Computer Vision Week 1 Introduction
What is computer vision
Extracting description of images
Related Disciplines
- Image processing
- Computer graphic
image processing: image -> image
computer vision: image -> description
computer graphics: description -> image
- Pattern recognition
- recognnising and classifying stimuli in images and other datasets.
- Photogrammetry
- obtain measurements from images
- Biological vision
- understanding visual perception in humans and animals(studied in Neuroscience, Psychology, Psychophysics)
Application
- Hard writing detection
- ORC: optical character recognition
- Face detection/Smile detection
- Face recognition
- Biometrics: Iris Recognition, Fingerprint Recognition
- People tracking/Object tracking
- Content-base Image Retrieval
- Reverse image search
- Landmark recognition
- Driver assistance
- Space exploration
- Medical imaging
- 3D models from images
Why is vision difficult
~ 50% cerebral cortex is devoted to vision
vision consumes ~10% of entire human energy consumption.
Major challenges
- One image -> many interpretations
- problem is ill-posed
- One object -> many images
- problem is exponentially large
Vision is an ill-posed problem
mapping from world to image is unique(well-posed)
This is a “forward problem”
mapping form image to world is NOT unique(ill-posed)
This is an “inverse problem”
There are mulitple interpretations of an image
- Vision scales exponentially: one object can generate many images
- Viewpoint affect appearance
- Illumination affects appearance
- Non-rigid deformations affect appearance
- Within-category variation in appearance
- Discrimination despite variation
- Other objects affect appearance
Tackling the problem of vision
Biological approach
Computational approach
Need for constraints
To solve these challenges we need to employ constraints/prior/expectations
- Effects of inference:
- illumination
- perspective
- prior knowledge: learned familarity with certain objects/ knowledge of image formation process in general
- prior exposure/motion/priming: recent/preceding sensory input
- current context: surrounding visual scene(and concurrent input in other sensory modalities)
Two Main Approaches
- Engineering Approach
- determine what the system needs to do(requirements)
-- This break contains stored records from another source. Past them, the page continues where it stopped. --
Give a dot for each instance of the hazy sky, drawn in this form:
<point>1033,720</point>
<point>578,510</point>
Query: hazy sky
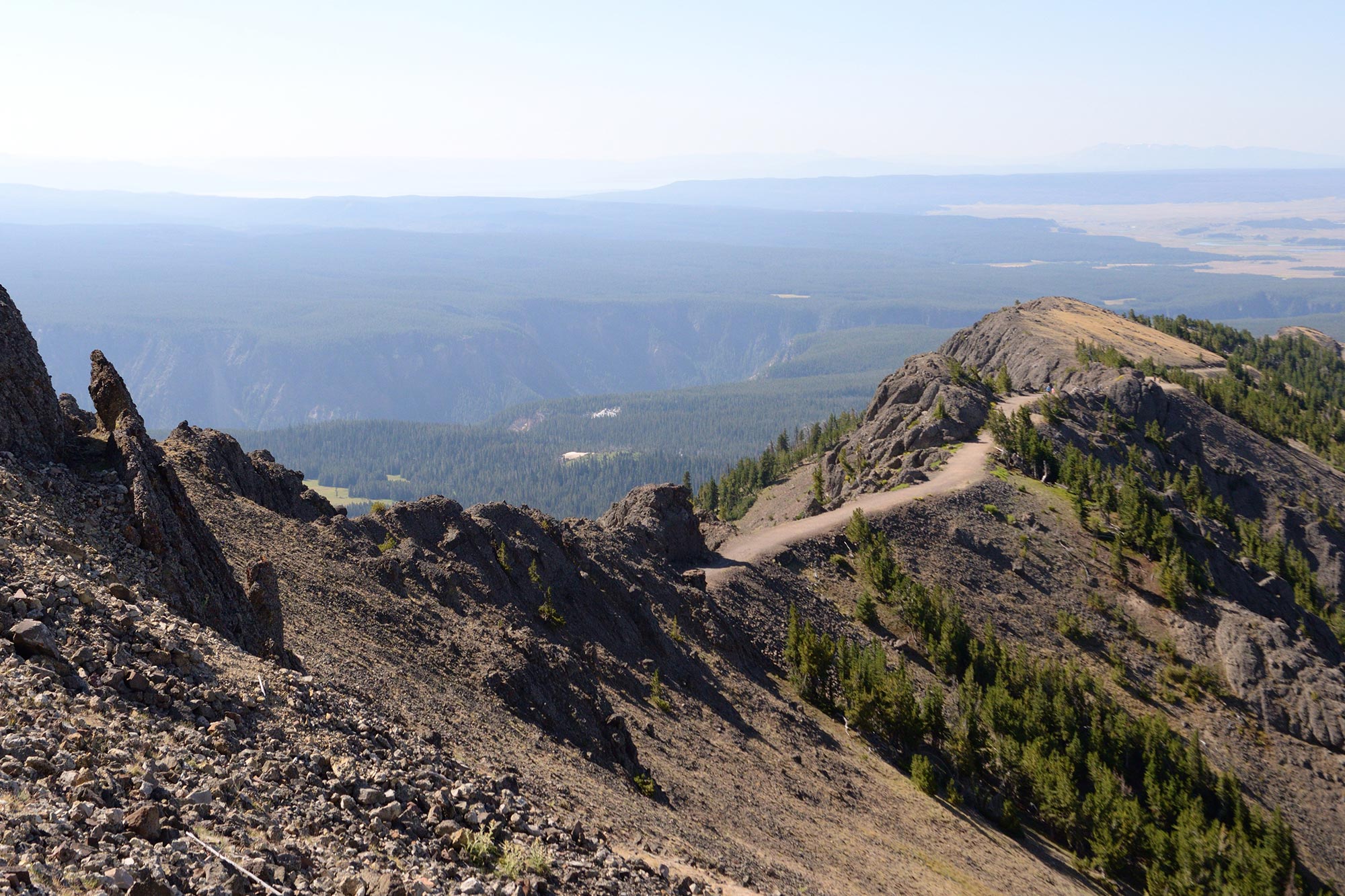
<point>498,80</point>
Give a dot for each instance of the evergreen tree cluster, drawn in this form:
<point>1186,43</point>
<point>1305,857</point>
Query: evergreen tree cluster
<point>1297,389</point>
<point>734,494</point>
<point>1043,740</point>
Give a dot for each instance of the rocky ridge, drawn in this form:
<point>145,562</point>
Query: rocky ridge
<point>146,751</point>
<point>915,415</point>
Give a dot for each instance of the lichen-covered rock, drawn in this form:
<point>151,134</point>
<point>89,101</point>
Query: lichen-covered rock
<point>662,520</point>
<point>914,413</point>
<point>256,477</point>
<point>193,572</point>
<point>264,595</point>
<point>1282,676</point>
<point>79,421</point>
<point>1036,341</point>
<point>32,424</point>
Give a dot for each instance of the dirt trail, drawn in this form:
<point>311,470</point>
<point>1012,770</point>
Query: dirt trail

- design a system to perform this task
- implement the system, test and refine it.
- “top down”: start with computational theory annd fill out details
- Reverse Engineering Approach
- find a system that performs the task(e.g. the brain)
- analyse the system to determine how it does it.
- implement a new system using the same mechanisms.
- “bottom -up”: start with mechanisms and build a model.